MaltParser 0.2: engMalt

The archive engMalt contains the files necessary to create a running parser for English text together with MaltParser 0.2:
eng/option.dat
eng/english.pos
eng/english.dep
eng/english.par
eng/english.par.mbl.mod
eng/english_input.tab
eng/english_output.tab
The parsing model (eng/english.par.mbl.mod) has been trained (using the feature model specified in eng/english.par) on sections 0-22 of the Wall Street Journal section of the Penn Treebank, converted to dependency trees using the head percolation table of Yamada and Matsumoto (2003) and the dependency type rules of Nivre (2005). The parser presupposes that the input is in Malt-TAB and tagged with the Penn Treebank part-of-speech tagset. (The part-of-speech tagset can be found in eng/english.pos and the dependency type set in eng/english.dep.)

Running engMalt

Before running the parser, you need to download and unpack MaltParser 0.2. Then download engMalt.tar.gz into the directory containing the executable file maltparser* and unpack it:

> gunzip engMalt.tar.gz
> tar xvf engMalt.tar

This will create a directory eng containing all the engMalt files.
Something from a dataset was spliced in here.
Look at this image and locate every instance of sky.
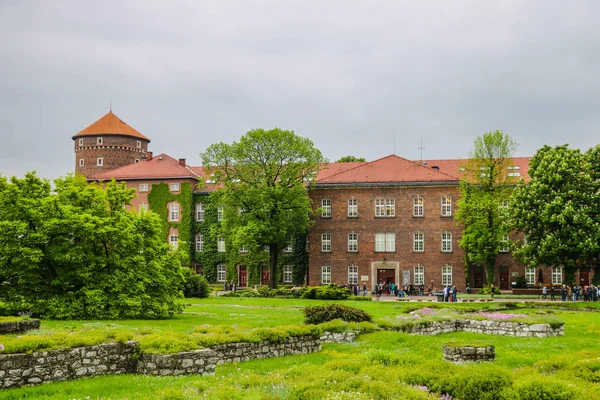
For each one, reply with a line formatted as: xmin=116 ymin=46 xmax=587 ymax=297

Run the parser with the following command:

> ./maltparser -f eng/option.dat

This parses the test file eng/english_input.tab and stores the result in eng/english_output.tab. To change input or output file, simply edit the file eng/option.dat and change the value of the parameters $INFILE$ and $OUTFILE$. To change the output format from Malt-TAB to Malt-XML (or TIGER-XML), change the value of the parameter $OUTFORMAT$ from TAB to MALTXML (or TIGERXML).

NB: In principle, any of the options in the option file can be changed, although we cannot guarantee how the parser behaves. In particular, changing the value of the parameters $ALGORITHM$, $FEATURES$ and $LEARNER$ (without retraining the parsing model accordingly) will make the parser either crash or produce garbage.